Richard Prince is Still a Dick

All images courtesy of Edward Cella Art & Architecture unless otherwise noted. 

There’s a rumor going around that Richard Prince used to date Cindy Sherman. It was so what seemed to be the perfect art world couple that I tweeted about it after I drove home from the opening of the show Richard Prince: The Turnbaugh Collection (1977–1988) at Edward Cella Art & Architecture. The tweet reads: “Cindy Sherman and Richard Prince used to be a thing but she got out before he could appropriate her work.”

Indeed, Prince and Sherman did date, which I gathered based on his mentions of her in his frequent correspondence with collector Douglas Turnbaugh. Their letters and other works by Prince when he was a young emerging artist are on view in the exhibition. The work in this show offers a glimpse of an artist who is on his way to becoming mega art world famous, and includes ephemera, sketches, photographs from trips, and letters between the artist and Turnbaugh. There’s other stuff, too, like a beautiful leather jacket, a few postcards from Hollywood, a cute mixtape, early art manifestos, and some filmic experiments. Oh, and there are a lot of drawings of dicks (mostly his own), and plenty of dick-ish behavior to boot.

Modified postcard sent by Richard Prince to Douglas Blair Turnbaugh c. 1983.

Richard Prince is known as one of the founders of appropriation art, which has always been a questionable practice for any artist who says they make original work. The concepts might be his, but the content rarely is. Prince was in the news again recently for ripping off artists’ Instagrams, which meant he got sued by photographer Donald Graham, gave artist Sean Fader his Gagosian debut, and also did exactly what ‘sad girl theory’ founder and artist Audrey Wollen has called him out on. Wollen recently explained to VICE I-D:

VICE: Richard Prince recently appropriated one of your photographs for his New Portraits series. How do you feel about his use of your image?

WOLLEN: I was really angry, but not at all surprised. An old, white, successful, straight male artist feeling entitled to the image of a young female body is not surprising. My photograph wasn’t included in his show at Gagosian, but by distributing it through the internet under his name without any consent, he completely erased my authorship and identity. I really was just a photograph of a naked girl, up for grabs. Maybe I’m idealistic, but I don’t think art should simply reiterate the status quo.

 Most artists use Instagram either as a way to promote their work, because that’s just what any emerging artist has to do nowadays, or to critique the practices of social media. Prince became successful long before this was common practice. To him, Instagram is a throwaway, useless or fun place to check out rather than something he has to use to promote his work or help his career along. The artist has no empathy. Like a one-trick pony still trying to do the same thing that worked before, he’s just continued appropriating content without considering the new pressures under which it is being produced. The lack of creativity in the Instagram appropriation series is straight up gross and lazy.

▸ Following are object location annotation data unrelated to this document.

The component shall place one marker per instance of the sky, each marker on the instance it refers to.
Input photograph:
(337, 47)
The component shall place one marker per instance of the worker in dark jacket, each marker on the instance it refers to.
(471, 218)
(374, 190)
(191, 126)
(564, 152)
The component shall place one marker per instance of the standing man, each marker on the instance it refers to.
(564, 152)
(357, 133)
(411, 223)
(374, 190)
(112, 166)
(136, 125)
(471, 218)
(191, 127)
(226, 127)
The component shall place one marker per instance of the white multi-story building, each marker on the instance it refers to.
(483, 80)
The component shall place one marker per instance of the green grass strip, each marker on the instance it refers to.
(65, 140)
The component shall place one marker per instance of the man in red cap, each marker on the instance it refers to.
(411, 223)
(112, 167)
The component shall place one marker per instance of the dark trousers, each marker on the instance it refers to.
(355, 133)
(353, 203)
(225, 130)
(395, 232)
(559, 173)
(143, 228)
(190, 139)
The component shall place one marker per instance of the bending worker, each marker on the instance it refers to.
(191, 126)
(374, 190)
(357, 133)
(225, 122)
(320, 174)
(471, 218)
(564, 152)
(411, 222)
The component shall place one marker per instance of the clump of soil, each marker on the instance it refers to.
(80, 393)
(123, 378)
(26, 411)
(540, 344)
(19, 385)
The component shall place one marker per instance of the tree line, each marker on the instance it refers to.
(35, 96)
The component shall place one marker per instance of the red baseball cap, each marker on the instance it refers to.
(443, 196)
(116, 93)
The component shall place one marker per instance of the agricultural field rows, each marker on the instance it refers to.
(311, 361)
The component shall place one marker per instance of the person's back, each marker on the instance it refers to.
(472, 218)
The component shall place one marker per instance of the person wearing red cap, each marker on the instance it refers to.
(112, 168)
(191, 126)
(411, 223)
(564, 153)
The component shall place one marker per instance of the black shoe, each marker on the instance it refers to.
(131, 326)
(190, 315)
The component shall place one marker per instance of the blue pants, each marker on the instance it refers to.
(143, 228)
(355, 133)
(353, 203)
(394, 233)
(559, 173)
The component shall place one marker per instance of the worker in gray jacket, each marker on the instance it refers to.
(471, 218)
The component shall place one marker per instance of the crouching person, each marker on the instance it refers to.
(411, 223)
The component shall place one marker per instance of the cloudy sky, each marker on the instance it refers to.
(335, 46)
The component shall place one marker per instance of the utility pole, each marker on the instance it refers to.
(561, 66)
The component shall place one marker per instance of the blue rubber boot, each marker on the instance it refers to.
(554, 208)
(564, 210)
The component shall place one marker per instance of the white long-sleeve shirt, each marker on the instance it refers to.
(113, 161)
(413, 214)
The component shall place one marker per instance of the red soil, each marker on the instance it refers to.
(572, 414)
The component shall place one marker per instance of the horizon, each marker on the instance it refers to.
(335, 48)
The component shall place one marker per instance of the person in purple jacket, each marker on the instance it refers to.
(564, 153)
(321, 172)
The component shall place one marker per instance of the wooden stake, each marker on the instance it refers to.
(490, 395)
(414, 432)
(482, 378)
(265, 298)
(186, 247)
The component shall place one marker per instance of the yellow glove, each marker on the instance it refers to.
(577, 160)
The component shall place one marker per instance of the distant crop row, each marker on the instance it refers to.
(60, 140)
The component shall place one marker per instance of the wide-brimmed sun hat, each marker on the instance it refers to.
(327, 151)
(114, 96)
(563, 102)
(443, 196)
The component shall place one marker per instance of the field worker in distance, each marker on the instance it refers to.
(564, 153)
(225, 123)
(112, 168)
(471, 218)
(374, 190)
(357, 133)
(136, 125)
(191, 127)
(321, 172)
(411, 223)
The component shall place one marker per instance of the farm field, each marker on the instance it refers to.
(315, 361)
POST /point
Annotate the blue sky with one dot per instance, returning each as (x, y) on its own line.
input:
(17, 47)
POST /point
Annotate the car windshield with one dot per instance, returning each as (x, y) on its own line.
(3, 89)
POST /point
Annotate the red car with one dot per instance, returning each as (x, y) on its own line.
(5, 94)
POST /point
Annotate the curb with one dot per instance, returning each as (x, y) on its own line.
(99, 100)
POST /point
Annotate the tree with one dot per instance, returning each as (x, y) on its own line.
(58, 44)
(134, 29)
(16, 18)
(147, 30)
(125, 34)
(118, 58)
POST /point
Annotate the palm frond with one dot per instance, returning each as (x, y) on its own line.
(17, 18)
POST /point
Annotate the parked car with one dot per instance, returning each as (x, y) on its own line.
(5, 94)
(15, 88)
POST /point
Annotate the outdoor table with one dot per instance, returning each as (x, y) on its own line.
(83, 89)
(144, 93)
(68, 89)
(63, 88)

That said, there were a few conceptual gems in his show at Edward Cella that harken back to why appropriation was interesting 30 years ago. The typewritten “Practicing Without a License: Richard Prince” document is notable to witness, particularly in the ways he frames reality through re-photography: “ . . . a reality that has the chances of looking real, but a reality that doesn’t have any specific chances of being real.” Conveniently, he never defines what is “real”, so apparently anything goes. (See full document below.)

Photo courtesy of Alicia Eler.

But lest we wonder about Prince’s motives, look no further than part two of a letter to Douglas. Not only does he come off as tacitly homophobic, but he also rips off a queer lady and has no qualms about it, aka complete white male privilege. Here is the excerpt; see full document below:

“Found a great piece of slang last night from one of the dyke proof readers — ‘Pissing on Ice” — it means living well. I’m using it as a title for a new portfolio of work (privately available).”

Photo courtesy of Alicia Eler.

It makes one wonder just how many women and people of color he’s ripped off in his long artistic career. If the recent Gagosian Gallery show of Instagram “appropriation art” is any evidence, the actual reality here is that this sort of appropriation behavior has never been about sticking it to neoliberalism, aka “the Man.” It’s about equal opportunity ripping-off under a techno-industry version of pseudo-liberal idealism. It’s about this entitled dude deciding that the definition of “real” just means that he can take what he wants, put his name on it, and never answer to the people who actually make the art. That’s not what it means to make art. That’s just what it means to steal.

Richard Prince: The Turnbaugh Collection (1977–1988) continues through July 11 at Edward Cella Art & Architecture (2754 S. La Cienega Blvd, Los Angeles, 90034).